With Paul’s death, only one survivor remains from that legendary World War II prison breakout, immortalized by Hollywood in a film the veteran didn’t particularly care for. That survivor is Brit Dick Churchill, who is 94, ABC News reported.
Royle, an Australian, was a pilot in the Royal Air Force and was shot down on May 17, 1940, the Telegraph reported. In the end, he’d spend five years as a prisoner of war, his escape from Stalag Luft III in 1944 lasting only two days.
With other prisoners, Paul helped the escape effort by discreetly disposing of the dirt dug up from a 360-foot-deep hole the men dug under the prison. He packed the dirt into his trousers, then released it down the pant leg.
“You’d have to be very careful because the soil from the tunnel was a different colour from the soil on the surface mostly, and you would get a suitable place to put it where there was similar soil,” Paul explained.
Finally, on a late winter night in 1944, Paul Royle and 75 other prisoners emerged from the hole and into the snowy woods, he recalled.

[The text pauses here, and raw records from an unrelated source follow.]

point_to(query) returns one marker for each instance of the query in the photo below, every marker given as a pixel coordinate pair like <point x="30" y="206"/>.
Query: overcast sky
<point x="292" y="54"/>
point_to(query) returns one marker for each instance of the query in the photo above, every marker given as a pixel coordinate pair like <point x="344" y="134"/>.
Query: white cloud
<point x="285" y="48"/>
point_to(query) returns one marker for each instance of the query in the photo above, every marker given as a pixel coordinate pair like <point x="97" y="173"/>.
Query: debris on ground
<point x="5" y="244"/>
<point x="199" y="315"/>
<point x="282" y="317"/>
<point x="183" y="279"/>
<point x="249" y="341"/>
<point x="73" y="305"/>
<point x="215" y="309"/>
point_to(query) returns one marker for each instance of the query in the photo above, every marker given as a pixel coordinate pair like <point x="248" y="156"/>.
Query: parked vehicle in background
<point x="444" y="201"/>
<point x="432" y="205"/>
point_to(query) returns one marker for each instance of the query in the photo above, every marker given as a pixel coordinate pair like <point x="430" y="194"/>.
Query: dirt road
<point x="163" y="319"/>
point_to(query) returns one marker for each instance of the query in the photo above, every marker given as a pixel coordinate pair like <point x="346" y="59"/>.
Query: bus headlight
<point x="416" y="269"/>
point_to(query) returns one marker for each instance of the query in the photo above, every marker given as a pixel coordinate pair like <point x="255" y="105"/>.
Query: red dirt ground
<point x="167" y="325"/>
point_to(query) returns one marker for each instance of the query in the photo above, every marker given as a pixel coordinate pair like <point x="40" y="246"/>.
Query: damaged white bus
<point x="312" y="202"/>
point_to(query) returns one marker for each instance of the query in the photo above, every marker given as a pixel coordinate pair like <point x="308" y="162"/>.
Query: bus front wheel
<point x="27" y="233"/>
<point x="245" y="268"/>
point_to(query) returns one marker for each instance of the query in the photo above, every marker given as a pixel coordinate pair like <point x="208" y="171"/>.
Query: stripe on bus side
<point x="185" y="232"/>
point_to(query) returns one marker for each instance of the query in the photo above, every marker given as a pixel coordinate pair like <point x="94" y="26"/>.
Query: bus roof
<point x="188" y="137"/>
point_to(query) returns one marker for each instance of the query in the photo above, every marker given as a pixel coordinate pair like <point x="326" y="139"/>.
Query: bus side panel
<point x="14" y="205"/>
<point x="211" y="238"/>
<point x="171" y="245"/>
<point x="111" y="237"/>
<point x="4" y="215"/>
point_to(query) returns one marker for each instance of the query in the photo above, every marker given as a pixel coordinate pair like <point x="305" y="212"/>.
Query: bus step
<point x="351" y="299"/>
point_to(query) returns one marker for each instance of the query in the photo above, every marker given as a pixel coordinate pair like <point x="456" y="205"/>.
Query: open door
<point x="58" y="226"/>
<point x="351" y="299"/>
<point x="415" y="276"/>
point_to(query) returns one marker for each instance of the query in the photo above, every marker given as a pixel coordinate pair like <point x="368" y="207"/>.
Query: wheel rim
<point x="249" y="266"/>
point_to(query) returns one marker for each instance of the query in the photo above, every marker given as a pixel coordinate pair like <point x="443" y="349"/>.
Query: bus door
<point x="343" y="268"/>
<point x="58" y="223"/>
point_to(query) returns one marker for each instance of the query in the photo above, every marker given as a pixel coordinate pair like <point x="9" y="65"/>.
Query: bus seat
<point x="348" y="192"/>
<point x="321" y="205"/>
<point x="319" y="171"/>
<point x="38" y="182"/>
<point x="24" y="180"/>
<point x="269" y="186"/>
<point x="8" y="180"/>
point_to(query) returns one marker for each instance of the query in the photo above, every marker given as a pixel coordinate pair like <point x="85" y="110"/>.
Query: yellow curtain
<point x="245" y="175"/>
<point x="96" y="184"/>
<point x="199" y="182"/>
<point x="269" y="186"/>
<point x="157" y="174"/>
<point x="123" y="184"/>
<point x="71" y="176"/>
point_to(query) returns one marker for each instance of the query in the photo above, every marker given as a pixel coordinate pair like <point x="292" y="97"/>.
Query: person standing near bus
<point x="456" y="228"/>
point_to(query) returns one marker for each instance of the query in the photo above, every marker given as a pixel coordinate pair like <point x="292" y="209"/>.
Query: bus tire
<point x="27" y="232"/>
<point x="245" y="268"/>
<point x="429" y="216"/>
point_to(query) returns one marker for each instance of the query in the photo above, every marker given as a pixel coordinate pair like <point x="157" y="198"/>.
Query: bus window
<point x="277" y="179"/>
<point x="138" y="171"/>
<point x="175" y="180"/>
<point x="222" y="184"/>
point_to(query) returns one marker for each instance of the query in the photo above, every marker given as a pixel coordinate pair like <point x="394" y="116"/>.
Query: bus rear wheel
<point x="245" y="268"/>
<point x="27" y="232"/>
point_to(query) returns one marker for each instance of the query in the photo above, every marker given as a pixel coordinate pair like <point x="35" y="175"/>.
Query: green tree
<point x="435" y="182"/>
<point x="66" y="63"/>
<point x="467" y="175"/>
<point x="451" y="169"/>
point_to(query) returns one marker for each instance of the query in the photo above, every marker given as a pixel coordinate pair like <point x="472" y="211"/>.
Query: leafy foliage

“It was very pleasant and all we saw was great heaps of snow and pine trees. There was snow everywhere, it was cold.”
According to the Guardian, Paul and a friend, Edgar Humphreys, spent the night walking through the woods before they hunkered down for the night in some bushes. They were free only two days: the pair were eventually caught in a German village and Nazi officers interrogated both men. All but three of their companions were also recaptured, and 50 men — from 12 different countries — were executed on the orders of Adolf Hitler.
Edgar was among them. Decades later, Paul said he doesn’t understand why he was spared with 22 other prisoners.
“Edgar and myself were together when we were recaptured and behaved in the same manner. There’s no reason why one should live and not the other. Rationality didn’t come into it. I haven’t a clue as to why I wasn’t chosen.”
Two Norwegians and a Dane ultimately found their way home. Of those who were spared, including Royle, they were sent back to the Stalag and other camps. Paul was eventually liberated from another German prison camp in May 1945.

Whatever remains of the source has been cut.